Peanut harmonic expansion for a fundamental solution of Laplace's equation in flat-ring coordinates

TL;DR

This paper develops a new harmonic expansion for Laplace's fundamental solution in flat-ring coordinates, utilizing Lamé-Wangerin functions, and derives related addition theorems and integral identities.

Contribution

It introduces a novel peanut harmonic expansion in flat-ring coordinates using Lamé-Wangerin functions, extending classical solutions and addition theorems.

Findings

Derived a double series expansion of the fundamental solution in flat-ring coordinates.

Established an addition theorem involving Legendre functions and Lamé-Wangerin functions.

Obtained integral identities for products of Lamé-Wangerin functions.

Abstract

We derive an expansion for the fundamental solution of Laplace's equation in flat-ring cyclide coordinates in three-dimensional Euclidean space.
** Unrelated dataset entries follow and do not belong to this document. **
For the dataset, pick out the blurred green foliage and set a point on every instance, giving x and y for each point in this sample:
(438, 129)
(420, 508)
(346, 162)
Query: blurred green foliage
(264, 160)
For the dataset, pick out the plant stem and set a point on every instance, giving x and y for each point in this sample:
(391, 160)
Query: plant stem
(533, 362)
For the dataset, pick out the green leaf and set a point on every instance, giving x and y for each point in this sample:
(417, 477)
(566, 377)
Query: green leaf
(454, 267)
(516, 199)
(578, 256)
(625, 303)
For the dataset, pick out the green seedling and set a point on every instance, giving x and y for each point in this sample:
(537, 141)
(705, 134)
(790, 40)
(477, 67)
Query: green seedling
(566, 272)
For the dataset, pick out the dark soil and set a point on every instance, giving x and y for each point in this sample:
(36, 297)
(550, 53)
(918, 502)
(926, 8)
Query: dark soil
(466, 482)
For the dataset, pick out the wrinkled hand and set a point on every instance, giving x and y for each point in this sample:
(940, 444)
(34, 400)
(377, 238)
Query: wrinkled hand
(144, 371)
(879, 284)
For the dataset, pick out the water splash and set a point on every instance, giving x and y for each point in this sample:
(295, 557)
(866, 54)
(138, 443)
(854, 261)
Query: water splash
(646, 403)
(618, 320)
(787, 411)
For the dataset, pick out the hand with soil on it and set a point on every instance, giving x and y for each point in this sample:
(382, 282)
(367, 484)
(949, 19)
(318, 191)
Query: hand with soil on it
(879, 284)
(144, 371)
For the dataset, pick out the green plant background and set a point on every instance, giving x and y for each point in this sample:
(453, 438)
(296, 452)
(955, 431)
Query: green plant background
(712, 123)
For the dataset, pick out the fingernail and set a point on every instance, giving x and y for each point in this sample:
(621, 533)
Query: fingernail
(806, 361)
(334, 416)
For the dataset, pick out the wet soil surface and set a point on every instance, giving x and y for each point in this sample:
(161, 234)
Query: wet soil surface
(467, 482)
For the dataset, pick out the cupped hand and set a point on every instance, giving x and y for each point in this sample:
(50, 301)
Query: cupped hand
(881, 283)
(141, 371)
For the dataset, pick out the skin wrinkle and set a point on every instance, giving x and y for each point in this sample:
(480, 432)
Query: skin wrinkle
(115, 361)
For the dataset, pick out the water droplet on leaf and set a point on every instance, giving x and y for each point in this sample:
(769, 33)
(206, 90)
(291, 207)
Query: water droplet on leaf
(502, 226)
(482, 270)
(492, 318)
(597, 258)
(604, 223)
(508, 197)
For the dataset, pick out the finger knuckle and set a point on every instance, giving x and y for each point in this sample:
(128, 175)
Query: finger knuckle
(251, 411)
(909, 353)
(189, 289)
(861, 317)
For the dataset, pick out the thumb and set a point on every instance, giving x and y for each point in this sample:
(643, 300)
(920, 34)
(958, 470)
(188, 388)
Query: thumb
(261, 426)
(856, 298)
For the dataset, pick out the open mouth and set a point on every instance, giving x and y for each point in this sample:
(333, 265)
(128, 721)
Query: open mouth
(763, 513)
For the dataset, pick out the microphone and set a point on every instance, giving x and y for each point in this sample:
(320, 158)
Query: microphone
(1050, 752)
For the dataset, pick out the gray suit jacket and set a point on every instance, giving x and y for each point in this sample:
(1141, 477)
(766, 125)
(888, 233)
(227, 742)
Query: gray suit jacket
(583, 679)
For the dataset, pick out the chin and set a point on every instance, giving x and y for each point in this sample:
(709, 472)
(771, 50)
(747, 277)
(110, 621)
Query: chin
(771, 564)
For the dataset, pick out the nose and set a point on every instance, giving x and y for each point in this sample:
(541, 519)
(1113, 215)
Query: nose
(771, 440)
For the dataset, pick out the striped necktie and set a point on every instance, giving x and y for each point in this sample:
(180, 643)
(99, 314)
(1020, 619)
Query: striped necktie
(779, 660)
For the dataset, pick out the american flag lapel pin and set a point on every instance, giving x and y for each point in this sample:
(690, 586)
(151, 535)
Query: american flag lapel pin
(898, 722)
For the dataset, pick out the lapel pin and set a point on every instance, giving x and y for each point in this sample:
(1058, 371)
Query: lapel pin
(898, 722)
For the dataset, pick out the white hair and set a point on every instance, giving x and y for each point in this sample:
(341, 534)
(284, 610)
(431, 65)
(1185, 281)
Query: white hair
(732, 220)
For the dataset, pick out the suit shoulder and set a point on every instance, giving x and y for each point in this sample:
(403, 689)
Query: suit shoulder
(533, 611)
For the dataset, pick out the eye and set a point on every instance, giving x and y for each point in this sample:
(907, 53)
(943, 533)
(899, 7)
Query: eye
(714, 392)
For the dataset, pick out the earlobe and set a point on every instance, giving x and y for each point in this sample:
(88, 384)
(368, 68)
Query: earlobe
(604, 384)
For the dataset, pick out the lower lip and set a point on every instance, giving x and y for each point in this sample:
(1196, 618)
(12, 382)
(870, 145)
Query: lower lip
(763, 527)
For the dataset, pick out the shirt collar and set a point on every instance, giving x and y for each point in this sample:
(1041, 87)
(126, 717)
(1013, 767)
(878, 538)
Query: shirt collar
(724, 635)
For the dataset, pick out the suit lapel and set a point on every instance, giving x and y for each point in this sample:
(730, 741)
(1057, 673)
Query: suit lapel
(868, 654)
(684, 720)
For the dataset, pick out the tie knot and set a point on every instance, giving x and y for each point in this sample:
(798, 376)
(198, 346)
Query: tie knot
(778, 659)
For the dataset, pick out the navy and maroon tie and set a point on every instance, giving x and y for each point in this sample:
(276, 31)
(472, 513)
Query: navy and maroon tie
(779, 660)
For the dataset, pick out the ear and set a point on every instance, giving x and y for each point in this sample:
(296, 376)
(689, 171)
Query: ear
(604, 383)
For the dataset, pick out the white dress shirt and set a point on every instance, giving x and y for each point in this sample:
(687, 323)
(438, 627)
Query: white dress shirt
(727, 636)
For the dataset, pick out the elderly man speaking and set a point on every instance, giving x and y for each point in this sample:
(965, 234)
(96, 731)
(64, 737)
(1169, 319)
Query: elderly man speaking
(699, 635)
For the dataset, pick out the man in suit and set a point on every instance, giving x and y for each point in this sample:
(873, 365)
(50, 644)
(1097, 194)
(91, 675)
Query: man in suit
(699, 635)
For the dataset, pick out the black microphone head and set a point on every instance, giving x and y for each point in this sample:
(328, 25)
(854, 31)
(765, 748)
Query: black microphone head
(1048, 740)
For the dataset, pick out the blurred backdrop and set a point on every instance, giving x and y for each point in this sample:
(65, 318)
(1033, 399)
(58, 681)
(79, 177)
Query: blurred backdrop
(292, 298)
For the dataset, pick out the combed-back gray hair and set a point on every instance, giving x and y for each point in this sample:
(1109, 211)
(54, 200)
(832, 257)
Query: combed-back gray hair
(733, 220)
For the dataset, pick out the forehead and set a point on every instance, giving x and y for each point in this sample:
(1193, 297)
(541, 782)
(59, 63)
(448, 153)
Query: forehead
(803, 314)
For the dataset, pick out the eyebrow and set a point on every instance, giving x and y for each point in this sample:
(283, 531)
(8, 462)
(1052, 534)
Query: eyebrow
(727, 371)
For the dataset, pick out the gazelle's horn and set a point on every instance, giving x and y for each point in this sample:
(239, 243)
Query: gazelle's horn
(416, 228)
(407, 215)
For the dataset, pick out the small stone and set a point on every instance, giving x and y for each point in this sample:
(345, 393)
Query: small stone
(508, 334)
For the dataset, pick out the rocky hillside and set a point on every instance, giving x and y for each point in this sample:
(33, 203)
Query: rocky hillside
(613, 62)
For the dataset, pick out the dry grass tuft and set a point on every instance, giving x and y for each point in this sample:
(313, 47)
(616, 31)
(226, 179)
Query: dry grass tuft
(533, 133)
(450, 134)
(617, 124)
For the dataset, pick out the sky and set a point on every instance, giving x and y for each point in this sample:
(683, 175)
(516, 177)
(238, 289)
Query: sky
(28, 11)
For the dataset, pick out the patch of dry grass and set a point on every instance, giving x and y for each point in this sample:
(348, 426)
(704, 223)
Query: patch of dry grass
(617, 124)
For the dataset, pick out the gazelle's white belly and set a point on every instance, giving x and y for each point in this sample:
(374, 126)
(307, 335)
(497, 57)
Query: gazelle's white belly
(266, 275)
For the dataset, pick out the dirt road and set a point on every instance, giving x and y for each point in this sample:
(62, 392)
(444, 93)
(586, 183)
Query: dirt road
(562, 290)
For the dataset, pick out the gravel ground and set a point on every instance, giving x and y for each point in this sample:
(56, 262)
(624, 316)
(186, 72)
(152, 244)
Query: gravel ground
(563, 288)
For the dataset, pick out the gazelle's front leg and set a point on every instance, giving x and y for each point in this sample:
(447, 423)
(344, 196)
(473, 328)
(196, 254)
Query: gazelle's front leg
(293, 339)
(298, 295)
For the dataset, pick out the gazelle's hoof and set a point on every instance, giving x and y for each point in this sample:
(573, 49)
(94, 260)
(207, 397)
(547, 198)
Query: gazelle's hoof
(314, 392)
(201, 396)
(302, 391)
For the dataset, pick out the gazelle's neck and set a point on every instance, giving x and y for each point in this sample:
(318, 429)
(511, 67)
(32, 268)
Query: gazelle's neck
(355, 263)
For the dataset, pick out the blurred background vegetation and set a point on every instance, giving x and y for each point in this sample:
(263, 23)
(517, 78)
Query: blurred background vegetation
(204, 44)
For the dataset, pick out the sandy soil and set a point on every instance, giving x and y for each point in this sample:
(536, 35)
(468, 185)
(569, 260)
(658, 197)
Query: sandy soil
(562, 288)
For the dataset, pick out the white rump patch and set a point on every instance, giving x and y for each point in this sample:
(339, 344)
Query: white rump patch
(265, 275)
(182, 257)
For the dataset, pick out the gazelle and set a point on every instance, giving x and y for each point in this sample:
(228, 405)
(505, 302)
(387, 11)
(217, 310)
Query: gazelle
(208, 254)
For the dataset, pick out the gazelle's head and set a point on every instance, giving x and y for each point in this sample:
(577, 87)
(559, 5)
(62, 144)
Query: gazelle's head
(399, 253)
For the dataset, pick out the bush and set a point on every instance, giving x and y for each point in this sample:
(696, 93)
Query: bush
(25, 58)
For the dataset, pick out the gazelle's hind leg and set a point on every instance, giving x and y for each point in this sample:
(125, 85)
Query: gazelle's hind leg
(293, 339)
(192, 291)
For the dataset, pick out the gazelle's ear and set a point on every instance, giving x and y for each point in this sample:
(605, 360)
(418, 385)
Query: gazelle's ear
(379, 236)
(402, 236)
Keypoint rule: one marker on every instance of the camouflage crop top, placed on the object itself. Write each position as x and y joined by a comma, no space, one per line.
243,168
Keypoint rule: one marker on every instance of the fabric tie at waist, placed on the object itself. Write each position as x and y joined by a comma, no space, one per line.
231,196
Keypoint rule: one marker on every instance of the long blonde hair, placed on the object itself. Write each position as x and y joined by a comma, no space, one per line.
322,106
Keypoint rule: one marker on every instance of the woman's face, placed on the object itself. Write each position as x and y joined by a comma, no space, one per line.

This expansion is a double series of products of functions that are harmonic in the interior and exterior of coordinate surfaces which are peanut shaped and orthogonal to surfaces which are flat-rings. These internal and external peanut harmonic functions are expressed in terms of Lam\'e-Wangerin functions. Using the expansion for the fundamental solution, we derive an addition theorem for the azimuthal Fourier component in terms of the odd-half-integer degree Legendre function of the second kind as an infinite series in Lam\'e-Wangerin functions. We also derive integral identities over the Legendre function of the second kind for a product of three Lam\'e-Wangerin functions. In a limiting case we obtain the expansion of the fundamental solution in spherical coordinates.